I was particularly excited to write about cryptanalysis this month because I was fascinated with secret messages, spys, and the like when I was young. Encyclopedia Brown, Nancy Drew, lemon juice ink, pig latin, secret codes… I loved it all. With computers’ ability to solve equations at mind blowing speeds, software encryption goes beyond just replacing letters with numbers to create a code- way, way beyond.
Just reading about cryptography can be cryptic so let’s begin with some basic vocabulary.
Plaintext– The is the original message or information that you want to change. The “decrypted” text
Ciphertext– The resulting changed message. The “encrypted” text.
Encrypt– Turning plaintext into ciphertext.
Decrypt– Turning ciphertext into plaintext.
Cipher– The algorithm that is applied to the plaintext to encrypt it.

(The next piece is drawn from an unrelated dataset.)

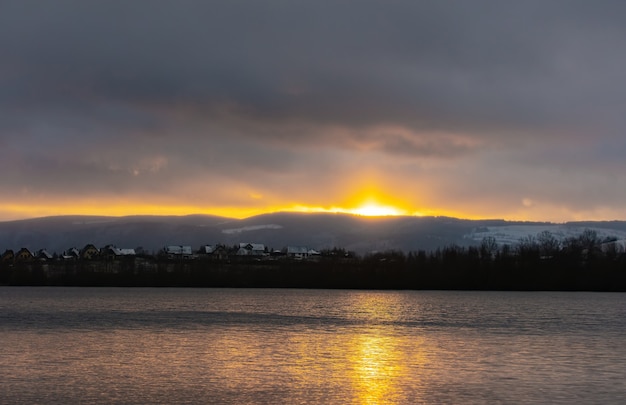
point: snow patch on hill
(511, 234)
(250, 228)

So what is cryptography? It is using a cipher to encrypt plaintext into ciphertext. What sort of information gets encrypted? Passwords, credit card information, emails, website traffic, documents, personal identification information such as names, addresses, social security numbers, etc. all can, and should, be digitally encrypted. Cryptanalysis is analyzing ciphers, plaintext, and ciphertext to extract useful information or break the cipher.
Much of cryptography is based on statistical analysis. Is it more likely you could guess the exact two letter word I am thinking of or the five letter word? What’s the maximum number of tries it would take? What’s the likelihood that you would get it on the first try?
What Makes a Good Cipher?
A good cipher needs to have both confusion and diffusion. Confusion is the ability for a cipher’s output to be non-linear. I think of it like a line graph.
Even though it doesn’t show what happened in 1995 or when 12 happened, we can still extrapolate that in 1995, there were 12. If this were less linear and the data points were all over the place, it would be much harder to know what happened in 1995, even if it did follow a pattern.
Diffusion describes a cipher’s ability to change a large portion of the output when only one item is changed. For instance, if CAT= RWO and BAT= NWO, you could deduce that A=W and T=O. However, if your cipher spit out CAT =RWO and BAT = FAL, figuring out what A and T are would be exponentially more difficult.
So now that you have some basic understanding of what cryptopgraphy is and what makes a good cipher, I’ll get into a few different cryptographic attacks.
The most straightforward way to break a cipher is to brute force it. You take what you know and then fill in the blanks with every possible combination until you find it. It is tedious and time consuming, but it does work.
For instance, imagine I give you a number and you apply a formula to that number and respond with the answer. By hammering you with questions, I can work out the formula. If I say 1, you say 2. I say 2, you say 4. 3, 6. 4, 8. In this case, the formula is multiplying the input number by 2.
Plaintext Attacks and Cipherbased Attack Methods
These start based on the information given and then become more refined based on the results. When all a hacker has access to is the plaintext or ciphertext, that is called a known plaintext or ciphertext only attack, respectively. Chosen plaintext attacks occur when the cryptanalyst inserts their own chosen plaintext into the cipher and then studies the output. The chosen ciphertext method is almost an inverse and involves choosing some ciphertext to then find the resulting plaintext. Lastly, the adaptive chosen ciphertext method builds upon results from the previous methods. The analyst “adapts” which ciphertext or plaintext to examine based on their previous results.
Meet-in-the Middle Attack
This sort of attack is useful for double encryption. Double encryption is just what it sounds like; encrypt the plaintext and then encrypt it again. To use a meet-in-the-middle attack, the analyst first brute forces the first encryption and makes a table of the results. Then they brute force decrypt the ciphertext and compare the results to the table. When a result matches, the analyst has the cipher for each encryption step.
Solve for (abc=yeh). Solve for (fyt=yeh). Compare the results!
This one is a little harder to wrap your head around. Heck, just the paradox it’s based on feels counterintuitive. The birthday paradox states that in a set of 23 randomly chosen people, there is a 50/50 chance two of them will have the same birthday.
Birthday attacks are best for ciphers such as hashing algorithms that are equally likely to output any one of a set of values. A birthday attack makes use of this and looks for two inputs that give the same value. This becomes useful for deceptive maneuvers. Information can be changed with just enough similar parts to have the same hash value as the original but in reality be a fraud.
Linear and Differential Cryptanalysis
Linear and differential cryptanalysis looks for patterns in multiple sets of plaintext and ciphertext. Linear cryptanalysis evaluates the pairs for similarities that could be plotted linearly. Using this extrapolated linear formula, subsequent iterations in breaking the cipher are more accurate. Differential cryptanalysis works similarly, but evaluates the pairs by their differences.
Cryptography is full of mathematical equations and statistics. Like you would with a math equation, analysts take the information they are given and work the problem until they break the cipher or obtain what they are looking for.